You work on demand, without a schedule? And done in your home?

Perhaps you are assigned a batch of work, and then complete it at home? As long as you generally deliver the completed "stuff" by a certain day?

Could be bad news.

Find out from the "employer" EXACTLY what is being reported and deducted.

Many years ago, I actually had a US employer who decided that, since I used my own car for work (all day, every day), to report me as somehow magically SOME Employee, and SOME Indepependant Contractor, at the same time. The employer's stupid games and lack of disclosure cost me money and hassle later.

Ask if you are getting ANY earnings planned for a Form-1099 That says that the IRS is being told that you are an Independant Contractor. And, as above, an employer (in my case, officially appealed as such, but uncooperative arsewipe with no money...) could be playing games, such as to avoid their Social Insecurity contribution.

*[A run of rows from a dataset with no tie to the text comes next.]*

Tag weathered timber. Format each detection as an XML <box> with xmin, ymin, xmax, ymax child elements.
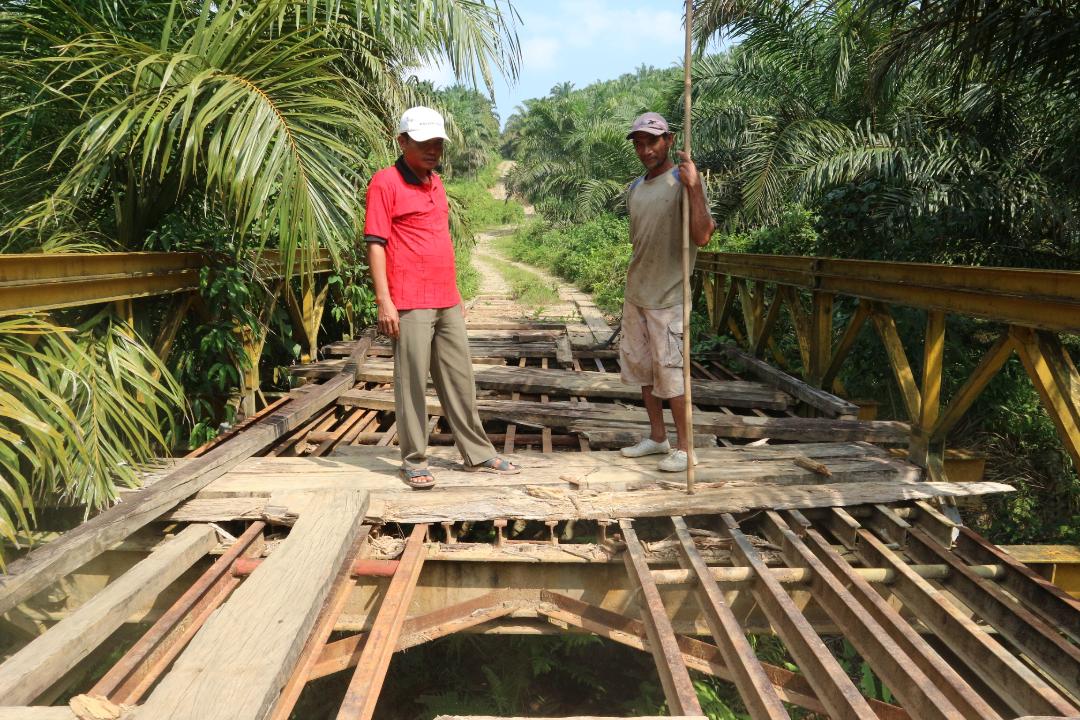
<box><xmin>133</xmin><ymin>491</ymin><xmax>368</xmax><ymax>720</ymax></box>
<box><xmin>372</xmin><ymin>478</ymin><xmax>1012</xmax><ymax>523</ymax></box>
<box><xmin>336</xmin><ymin>389</ymin><xmax>908</xmax><ymax>442</ymax></box>
<box><xmin>0</xmin><ymin>525</ymin><xmax>217</xmax><ymax>705</ymax></box>
<box><xmin>715</xmin><ymin>345</ymin><xmax>859</xmax><ymax>417</ymax></box>
<box><xmin>348</xmin><ymin>360</ymin><xmax>789</xmax><ymax>409</ymax></box>
<box><xmin>0</xmin><ymin>337</ymin><xmax>373</xmax><ymax>618</ymax></box>
<box><xmin>0</xmin><ymin>710</ymin><xmax>79</xmax><ymax>719</ymax></box>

OTOH, a home-office deduction is apparently a huge Red- Flag saying, "Please Audit Me - I Like To Scam Deductions," even if you are totally legit (they won't know that until their proctoscopic exam of you confirms so...)

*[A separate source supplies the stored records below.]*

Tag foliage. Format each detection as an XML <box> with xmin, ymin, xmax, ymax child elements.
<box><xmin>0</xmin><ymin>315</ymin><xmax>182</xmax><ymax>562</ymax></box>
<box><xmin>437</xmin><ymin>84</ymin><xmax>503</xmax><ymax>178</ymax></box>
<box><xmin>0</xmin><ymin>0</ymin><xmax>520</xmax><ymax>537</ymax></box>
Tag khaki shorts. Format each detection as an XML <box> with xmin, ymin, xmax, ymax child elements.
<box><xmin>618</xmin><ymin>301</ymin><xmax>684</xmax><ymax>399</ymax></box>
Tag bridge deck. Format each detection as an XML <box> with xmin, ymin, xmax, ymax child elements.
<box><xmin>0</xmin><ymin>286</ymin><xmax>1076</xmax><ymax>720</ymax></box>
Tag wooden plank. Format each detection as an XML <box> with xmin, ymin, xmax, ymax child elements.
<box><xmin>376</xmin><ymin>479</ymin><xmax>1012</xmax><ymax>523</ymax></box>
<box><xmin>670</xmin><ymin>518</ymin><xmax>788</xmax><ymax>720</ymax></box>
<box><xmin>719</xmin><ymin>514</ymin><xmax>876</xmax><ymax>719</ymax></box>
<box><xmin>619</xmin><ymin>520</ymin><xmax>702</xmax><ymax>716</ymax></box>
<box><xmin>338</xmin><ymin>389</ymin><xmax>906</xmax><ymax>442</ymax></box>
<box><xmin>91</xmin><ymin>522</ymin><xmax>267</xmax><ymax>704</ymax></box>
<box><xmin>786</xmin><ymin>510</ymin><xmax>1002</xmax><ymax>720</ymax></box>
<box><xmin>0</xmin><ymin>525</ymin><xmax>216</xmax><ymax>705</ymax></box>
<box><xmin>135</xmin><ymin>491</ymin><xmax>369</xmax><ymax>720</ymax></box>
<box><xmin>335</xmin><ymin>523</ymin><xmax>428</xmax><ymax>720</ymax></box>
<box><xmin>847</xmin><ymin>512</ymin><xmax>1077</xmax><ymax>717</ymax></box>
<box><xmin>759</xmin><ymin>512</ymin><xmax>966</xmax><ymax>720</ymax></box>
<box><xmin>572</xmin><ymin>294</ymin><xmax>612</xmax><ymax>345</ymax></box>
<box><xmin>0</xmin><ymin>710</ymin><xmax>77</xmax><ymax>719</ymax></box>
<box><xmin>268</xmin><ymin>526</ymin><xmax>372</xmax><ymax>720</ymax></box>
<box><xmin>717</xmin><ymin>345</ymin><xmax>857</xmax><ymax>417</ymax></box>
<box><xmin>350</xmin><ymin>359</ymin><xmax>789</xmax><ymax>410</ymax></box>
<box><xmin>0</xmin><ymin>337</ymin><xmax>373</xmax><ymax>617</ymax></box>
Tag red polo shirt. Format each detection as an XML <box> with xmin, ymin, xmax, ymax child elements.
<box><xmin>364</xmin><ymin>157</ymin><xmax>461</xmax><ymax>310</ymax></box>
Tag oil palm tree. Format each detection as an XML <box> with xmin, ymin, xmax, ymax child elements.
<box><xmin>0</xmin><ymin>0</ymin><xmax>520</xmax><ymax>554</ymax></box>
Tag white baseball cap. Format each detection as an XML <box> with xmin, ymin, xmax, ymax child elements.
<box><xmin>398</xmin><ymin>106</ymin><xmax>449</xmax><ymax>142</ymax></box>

Been there, done that, brought my own K-Y. I was cool, but I am hoping that I went to the bottom of the hassle-list for a few years.

If you have ANY uncertainty about deducting your home office, or car, or travel, etc, etc, call the tax authoriTAH, and request their official guidebook on the issue.

If you are ever call IRS collections, then ASSume that the dork on the other end of the phone is just a hostile suspect. Really. I once had one of their drones say that the, "Both-Employee-And-Independant- Contractor" scam was legit.

Reply to
Endangered Bucket Farmer

Well, if you are getting a W-2 then it's a schedule A deduction and you are out of luck.